The sky was gray, the jagged peaks of the island were darker shades of gray, and the dense forests that covered the land ahead of the ship contrasted markedly with the concrete and infrastructure that flattened out the continent behind.

Regrouping at the other end having at last set foot on the island they had to that point spent eight hours getting to (metro-plus-bus-plus-ferry), they had to endure one last line before entering the designated heritage zone, passing through a barrier that deprived Ander of yet another sizable chunk of his budget.

"This whole thing was a mistake," said Ander, wearily. These were his first words in four-or-so hours.
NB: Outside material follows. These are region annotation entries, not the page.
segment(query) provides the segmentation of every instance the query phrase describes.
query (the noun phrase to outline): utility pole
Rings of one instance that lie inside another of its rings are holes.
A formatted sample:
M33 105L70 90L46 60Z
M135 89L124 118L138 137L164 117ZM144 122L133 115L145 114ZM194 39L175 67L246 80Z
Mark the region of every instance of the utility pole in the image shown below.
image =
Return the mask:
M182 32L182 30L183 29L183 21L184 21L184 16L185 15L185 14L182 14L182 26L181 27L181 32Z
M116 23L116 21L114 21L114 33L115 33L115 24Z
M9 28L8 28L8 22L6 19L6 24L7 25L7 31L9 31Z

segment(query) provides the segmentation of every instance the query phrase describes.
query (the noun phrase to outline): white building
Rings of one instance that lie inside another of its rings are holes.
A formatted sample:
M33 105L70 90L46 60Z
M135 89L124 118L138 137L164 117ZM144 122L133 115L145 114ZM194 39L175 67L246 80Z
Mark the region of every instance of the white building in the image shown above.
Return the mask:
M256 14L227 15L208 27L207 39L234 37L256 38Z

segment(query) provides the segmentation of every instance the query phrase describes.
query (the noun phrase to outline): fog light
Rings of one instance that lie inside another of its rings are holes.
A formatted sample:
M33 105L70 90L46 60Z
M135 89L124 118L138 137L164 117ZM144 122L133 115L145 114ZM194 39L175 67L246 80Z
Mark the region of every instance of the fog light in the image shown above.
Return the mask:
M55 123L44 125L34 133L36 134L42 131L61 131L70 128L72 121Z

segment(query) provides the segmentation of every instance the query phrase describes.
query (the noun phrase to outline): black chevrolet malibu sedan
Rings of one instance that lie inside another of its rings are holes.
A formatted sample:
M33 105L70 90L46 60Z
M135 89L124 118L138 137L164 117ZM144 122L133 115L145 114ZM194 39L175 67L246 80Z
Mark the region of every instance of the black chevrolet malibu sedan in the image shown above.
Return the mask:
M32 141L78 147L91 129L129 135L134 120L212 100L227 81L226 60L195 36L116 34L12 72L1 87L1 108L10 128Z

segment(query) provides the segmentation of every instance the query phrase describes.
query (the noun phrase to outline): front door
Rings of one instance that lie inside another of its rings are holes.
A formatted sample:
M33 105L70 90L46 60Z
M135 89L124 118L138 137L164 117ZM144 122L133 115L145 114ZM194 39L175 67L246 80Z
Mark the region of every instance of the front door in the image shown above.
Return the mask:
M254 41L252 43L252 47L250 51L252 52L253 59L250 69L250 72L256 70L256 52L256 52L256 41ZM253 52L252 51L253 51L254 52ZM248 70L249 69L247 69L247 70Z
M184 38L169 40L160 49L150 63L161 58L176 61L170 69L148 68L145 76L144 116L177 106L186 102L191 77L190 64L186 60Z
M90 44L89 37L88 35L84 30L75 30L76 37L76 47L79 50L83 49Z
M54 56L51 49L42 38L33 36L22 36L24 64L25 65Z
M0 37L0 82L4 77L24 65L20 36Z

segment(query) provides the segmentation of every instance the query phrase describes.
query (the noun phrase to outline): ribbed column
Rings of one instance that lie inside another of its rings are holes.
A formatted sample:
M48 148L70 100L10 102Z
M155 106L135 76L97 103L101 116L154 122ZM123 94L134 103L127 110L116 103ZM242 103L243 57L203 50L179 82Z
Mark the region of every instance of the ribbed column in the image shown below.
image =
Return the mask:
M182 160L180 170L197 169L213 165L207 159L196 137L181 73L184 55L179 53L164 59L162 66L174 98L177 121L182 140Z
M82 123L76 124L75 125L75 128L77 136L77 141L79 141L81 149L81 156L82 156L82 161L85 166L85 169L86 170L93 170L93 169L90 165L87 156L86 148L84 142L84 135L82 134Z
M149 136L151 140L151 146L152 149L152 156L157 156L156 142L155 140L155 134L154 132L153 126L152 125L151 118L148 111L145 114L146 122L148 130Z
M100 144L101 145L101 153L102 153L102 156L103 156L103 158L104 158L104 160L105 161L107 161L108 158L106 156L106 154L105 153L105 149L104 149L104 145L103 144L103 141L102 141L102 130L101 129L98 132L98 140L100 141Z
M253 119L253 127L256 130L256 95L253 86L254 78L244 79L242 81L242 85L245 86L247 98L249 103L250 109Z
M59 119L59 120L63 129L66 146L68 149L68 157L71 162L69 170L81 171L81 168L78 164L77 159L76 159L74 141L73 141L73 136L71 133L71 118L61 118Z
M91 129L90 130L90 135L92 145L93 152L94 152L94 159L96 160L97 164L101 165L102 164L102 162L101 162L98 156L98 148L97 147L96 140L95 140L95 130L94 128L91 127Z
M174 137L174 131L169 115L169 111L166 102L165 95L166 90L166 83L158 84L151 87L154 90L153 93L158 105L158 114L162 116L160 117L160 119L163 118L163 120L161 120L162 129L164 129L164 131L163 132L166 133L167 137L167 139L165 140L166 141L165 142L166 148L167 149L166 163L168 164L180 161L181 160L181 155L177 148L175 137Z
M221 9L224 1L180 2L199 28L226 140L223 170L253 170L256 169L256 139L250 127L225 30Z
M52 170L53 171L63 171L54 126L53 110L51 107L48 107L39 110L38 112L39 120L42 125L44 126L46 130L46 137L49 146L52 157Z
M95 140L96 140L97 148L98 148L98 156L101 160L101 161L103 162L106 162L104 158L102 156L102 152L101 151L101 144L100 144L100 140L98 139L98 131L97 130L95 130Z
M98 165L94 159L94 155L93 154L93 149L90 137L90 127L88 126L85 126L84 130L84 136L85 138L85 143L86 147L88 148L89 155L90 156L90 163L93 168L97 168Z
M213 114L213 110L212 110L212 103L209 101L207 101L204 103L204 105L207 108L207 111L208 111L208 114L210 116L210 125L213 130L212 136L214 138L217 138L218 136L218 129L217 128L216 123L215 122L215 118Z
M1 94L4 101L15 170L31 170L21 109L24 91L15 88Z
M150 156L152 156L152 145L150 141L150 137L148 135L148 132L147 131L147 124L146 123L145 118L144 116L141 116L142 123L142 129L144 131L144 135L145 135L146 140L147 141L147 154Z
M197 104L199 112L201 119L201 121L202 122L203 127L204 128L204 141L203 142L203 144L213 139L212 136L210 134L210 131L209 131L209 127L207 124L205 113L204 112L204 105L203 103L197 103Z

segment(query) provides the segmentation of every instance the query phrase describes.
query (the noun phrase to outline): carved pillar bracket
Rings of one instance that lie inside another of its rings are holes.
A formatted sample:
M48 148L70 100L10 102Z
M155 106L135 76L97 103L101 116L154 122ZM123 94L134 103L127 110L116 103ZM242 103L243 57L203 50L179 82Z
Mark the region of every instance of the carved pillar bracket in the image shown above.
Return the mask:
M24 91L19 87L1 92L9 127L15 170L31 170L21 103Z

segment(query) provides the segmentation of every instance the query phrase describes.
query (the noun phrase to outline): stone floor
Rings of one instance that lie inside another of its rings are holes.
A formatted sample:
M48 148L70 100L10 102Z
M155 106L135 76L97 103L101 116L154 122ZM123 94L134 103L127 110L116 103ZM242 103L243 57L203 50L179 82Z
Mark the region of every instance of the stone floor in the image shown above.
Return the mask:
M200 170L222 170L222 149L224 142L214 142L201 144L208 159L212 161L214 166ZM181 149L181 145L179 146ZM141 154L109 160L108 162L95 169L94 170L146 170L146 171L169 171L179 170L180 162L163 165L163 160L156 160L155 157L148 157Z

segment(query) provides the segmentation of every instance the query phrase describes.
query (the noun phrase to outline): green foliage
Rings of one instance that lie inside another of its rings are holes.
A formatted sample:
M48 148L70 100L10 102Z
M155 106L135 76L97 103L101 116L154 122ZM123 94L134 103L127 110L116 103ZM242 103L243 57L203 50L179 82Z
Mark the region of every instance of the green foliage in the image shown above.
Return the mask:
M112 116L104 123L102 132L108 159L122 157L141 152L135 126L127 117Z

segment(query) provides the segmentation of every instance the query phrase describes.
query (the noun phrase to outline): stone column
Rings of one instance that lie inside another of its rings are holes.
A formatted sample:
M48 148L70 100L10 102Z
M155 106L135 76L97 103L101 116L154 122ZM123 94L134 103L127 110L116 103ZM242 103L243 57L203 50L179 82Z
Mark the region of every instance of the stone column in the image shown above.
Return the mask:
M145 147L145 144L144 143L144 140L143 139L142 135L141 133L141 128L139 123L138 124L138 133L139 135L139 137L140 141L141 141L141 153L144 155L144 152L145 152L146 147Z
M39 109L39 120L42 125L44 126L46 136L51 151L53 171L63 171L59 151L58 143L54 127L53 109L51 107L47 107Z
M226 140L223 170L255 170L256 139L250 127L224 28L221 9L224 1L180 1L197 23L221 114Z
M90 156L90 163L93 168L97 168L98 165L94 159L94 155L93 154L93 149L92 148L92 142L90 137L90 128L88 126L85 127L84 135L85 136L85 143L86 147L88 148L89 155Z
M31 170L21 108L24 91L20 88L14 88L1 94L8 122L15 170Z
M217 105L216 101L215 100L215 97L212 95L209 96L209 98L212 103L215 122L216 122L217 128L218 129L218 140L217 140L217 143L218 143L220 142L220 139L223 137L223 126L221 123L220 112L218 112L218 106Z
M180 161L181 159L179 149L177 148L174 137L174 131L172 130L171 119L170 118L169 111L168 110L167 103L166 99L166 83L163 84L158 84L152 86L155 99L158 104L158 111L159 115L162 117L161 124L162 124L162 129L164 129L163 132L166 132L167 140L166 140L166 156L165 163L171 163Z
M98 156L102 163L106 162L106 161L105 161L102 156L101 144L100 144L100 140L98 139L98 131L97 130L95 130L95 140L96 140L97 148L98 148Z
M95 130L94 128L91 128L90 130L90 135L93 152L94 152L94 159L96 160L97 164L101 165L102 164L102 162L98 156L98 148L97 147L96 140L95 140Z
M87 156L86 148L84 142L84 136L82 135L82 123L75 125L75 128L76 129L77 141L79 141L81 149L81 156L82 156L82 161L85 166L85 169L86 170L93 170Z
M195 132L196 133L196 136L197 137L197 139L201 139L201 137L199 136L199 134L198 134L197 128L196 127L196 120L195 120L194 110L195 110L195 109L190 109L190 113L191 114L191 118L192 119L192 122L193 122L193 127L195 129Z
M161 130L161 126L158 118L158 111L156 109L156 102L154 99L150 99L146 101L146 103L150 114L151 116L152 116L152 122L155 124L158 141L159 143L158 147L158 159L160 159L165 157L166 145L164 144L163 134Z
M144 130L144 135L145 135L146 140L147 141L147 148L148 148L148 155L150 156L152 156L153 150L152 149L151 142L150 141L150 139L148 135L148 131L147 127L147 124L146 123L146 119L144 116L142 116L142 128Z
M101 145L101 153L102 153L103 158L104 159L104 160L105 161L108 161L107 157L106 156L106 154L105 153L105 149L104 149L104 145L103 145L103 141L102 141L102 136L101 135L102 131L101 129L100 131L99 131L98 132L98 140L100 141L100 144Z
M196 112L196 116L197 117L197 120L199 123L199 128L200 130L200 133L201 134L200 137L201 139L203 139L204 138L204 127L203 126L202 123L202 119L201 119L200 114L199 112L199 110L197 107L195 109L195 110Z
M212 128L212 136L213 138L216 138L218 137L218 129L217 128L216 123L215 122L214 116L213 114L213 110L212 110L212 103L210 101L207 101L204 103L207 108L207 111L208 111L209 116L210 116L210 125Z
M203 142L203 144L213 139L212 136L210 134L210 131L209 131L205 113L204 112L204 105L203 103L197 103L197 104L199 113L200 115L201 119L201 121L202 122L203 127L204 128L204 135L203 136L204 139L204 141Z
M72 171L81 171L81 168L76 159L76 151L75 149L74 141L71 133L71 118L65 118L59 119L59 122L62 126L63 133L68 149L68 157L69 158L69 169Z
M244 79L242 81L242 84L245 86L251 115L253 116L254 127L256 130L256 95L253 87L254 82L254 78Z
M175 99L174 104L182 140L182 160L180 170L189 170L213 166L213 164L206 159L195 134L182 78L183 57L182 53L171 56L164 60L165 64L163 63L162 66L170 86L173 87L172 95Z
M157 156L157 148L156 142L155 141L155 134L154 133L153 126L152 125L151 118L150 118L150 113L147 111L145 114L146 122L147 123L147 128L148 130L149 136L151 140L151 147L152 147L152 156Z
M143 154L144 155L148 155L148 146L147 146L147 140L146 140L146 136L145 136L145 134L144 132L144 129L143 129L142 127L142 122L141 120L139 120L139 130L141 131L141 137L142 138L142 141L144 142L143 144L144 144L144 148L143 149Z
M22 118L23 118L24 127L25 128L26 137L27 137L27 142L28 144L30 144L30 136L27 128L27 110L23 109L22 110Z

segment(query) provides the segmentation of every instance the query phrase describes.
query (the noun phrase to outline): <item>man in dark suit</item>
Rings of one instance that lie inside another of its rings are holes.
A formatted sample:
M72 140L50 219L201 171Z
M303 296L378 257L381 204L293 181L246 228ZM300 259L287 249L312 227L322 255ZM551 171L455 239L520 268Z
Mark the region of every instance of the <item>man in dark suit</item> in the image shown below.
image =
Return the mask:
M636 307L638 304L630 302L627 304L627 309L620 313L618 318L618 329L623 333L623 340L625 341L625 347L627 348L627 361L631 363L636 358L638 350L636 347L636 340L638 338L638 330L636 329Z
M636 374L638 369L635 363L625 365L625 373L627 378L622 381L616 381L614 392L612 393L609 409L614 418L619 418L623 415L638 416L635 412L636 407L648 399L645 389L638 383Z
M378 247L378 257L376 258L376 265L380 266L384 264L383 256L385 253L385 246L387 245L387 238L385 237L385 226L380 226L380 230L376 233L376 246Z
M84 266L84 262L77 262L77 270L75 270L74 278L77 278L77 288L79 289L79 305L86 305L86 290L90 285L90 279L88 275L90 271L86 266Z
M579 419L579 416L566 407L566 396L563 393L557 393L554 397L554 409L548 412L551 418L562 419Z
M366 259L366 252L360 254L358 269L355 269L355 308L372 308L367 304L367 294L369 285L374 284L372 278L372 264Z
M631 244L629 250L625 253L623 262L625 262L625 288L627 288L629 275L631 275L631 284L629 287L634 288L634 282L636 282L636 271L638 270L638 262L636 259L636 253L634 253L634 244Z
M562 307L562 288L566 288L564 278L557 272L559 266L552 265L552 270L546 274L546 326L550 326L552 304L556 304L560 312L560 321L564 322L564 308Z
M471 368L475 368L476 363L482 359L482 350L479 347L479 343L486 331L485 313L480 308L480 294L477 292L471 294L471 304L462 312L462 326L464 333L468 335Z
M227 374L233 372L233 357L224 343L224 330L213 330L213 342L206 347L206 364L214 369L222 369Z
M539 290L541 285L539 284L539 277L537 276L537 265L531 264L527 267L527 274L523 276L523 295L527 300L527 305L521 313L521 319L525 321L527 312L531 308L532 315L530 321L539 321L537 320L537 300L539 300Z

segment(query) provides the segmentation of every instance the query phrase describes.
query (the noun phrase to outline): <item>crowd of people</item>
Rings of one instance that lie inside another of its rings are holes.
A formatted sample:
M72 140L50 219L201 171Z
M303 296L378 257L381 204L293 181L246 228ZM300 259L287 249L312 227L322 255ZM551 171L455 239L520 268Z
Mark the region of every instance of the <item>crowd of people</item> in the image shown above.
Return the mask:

"Stop thinking like that. Here, look at this," said Lady Zhao, getting out her phone. She then explained to Ander and Bingbing using an email from her fortuneteller that the first temple they were heading to (based on a more detailed schedule for the rest of the weekend she had developed while on the ferry) was dedicated to wealth and wealth accumulation. This was different from wealth protection somehow, she elaborated in an effort to show enthusiasm as well as induce some in her companions. Really, all Lady Zhao wanted at that moment was to be somewhere warm (it had suddenly gotten cold), dry (the fog seemed to have begun precipitating into rain drops), and in better company (someone more spirited than Ander, and anyone characteristically opposite to Bingbing). All Ander seemed capable of doing was fainting. Bingbing herself was by now complaining about hunger and an ache in her leg. But Lady Zhao did this – tried to rally and buoy Ander and Bingbing – because they were all there now, together, and to look dejected, unenthusiastic, was an effective admission that the journey was an error of her judgment. This far into the venture, such a sign of weakness, Lady Zhao calculated, would only worsen future prospects. And yet how long could she keep this up?